Article Preview
TopIntroduction
Forests are among the most important natural resources for animal, plant, and human survival. They shelter most of the terrestrial biodiversity shared by several species of birds, mammals, and amphibians, powerful and crustaceans, etc. which, unfortunately, cannot live outside their natural habitat: the forest. According to the Food and Agriculture Organization (FAO)1, our planet has lost nearly 420 million hectares of forest cover since 1990; for the period between 2015 and 2020 alone deforestation is estimated at 10 million hectares. These alarming numbers show the extent of the damage that ravages all our planet's forests every year, mainly due to several factors (Ganteaume et al., 2013). At the top of the podium is the human factor and its various activities, industrial and commercial (high demand and consumption of wood), agricultural (a frantic search for new cultivable land) of urban design (increasing sprawl of cities) (A. Sharma et al., 2020). There are also other natural factors, such as climate change (Flannigan et al., 2006), droughts, and diseases. According to their unfolding process, all these factors that the authors of this paper have just mentioned spread out over a long period to show their devastating consequences on the forest, the authors of this paper qualify them as long factors. On the other hand, there are abbreviated factors that operate over a limited period but with equally devastating damage to the forest (Ganteaume et al., 2013). In the ranking of these short factors, forest fires (FF) occupy the first place.
Indeed, a FF can be triggered by the effect of winds to spread rapidly and thus devastate a larger forest cover, in such a short time. A FF can intensify to such a point that it becomes gigantic and uncontrollable, threatening all the fauna and flora of the region and even nearby dwellings (Boer et al., 2020). The causes of a forest fire are mainly classified into two distinct categories: natural and human. For the first category, wildfires occur as a result of a thunderstorm or a storm accompanied by lightning, which falls directly on the trees (Petrov et al. 2020). Therefore, the initial trigger of the fire is mainly in the heights (ITFH). While the FF is caused by humans; by negligence or criminal acts; the initial trigger of the fire is mainly on the ground (ITFG). Within this category of fires started on the ground the authors of this paper classify them into two distinct types. The first type is the fire on the surface (FS), which burns dead tree debris; this type of fire is easier to control and extinguish. On the other hand, the second type of fire is a fire deep in the ground (FDG), precisely in the bowels of the dead vegetation.
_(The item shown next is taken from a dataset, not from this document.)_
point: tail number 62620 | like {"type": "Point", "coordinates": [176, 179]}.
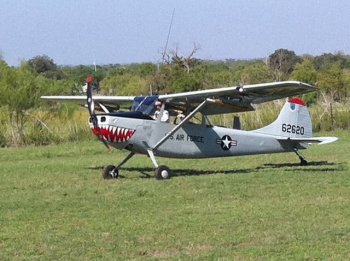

This second type of fire is difficult to detect and extinguish because it remains buried in the subsoil at high temperatures until it finds a fuel that accelerates its propagation towards the ground and the heights of the forest.
Regardless of the nature of the fire in a forest, a rapid intervention will facilitate enormously its control and the limitation of the damage caused (Petrov et al. 2020). To ensure sustainable management of their natural heritage, forests are subject to increased surveillance, which is achieved through different methods (Onuekwusi et al., 2020). The oldest one is the observation by the naked eye which covers only limited perimeters, mobilizing important human resources (Petrov et al. 2020). Towards the end of the sixties, remote sensing combined with satellite imagery appeared and managed to extend its coverage over large geographical areas (Fernández et al., 2020). Unfortunately, with this method, the detection of a FF takes a certain lapse of time to be carried out, due to certain spatial and technical constraints of the remote sensing approach used. With the development of wireless communication technologies, wireless sensor networks (WSNs) are emerging (Sadouni et al., 2017), much to the delight of researchers who are constantly proposing new electronic systems for the real-time monitoring of forest environmental variables. Nevertheless, these WSNs suffer from certain shortcomings, particularly energy consumption, connectivity, and limited capacities for processing the collected data (Devadevan et al., 2019).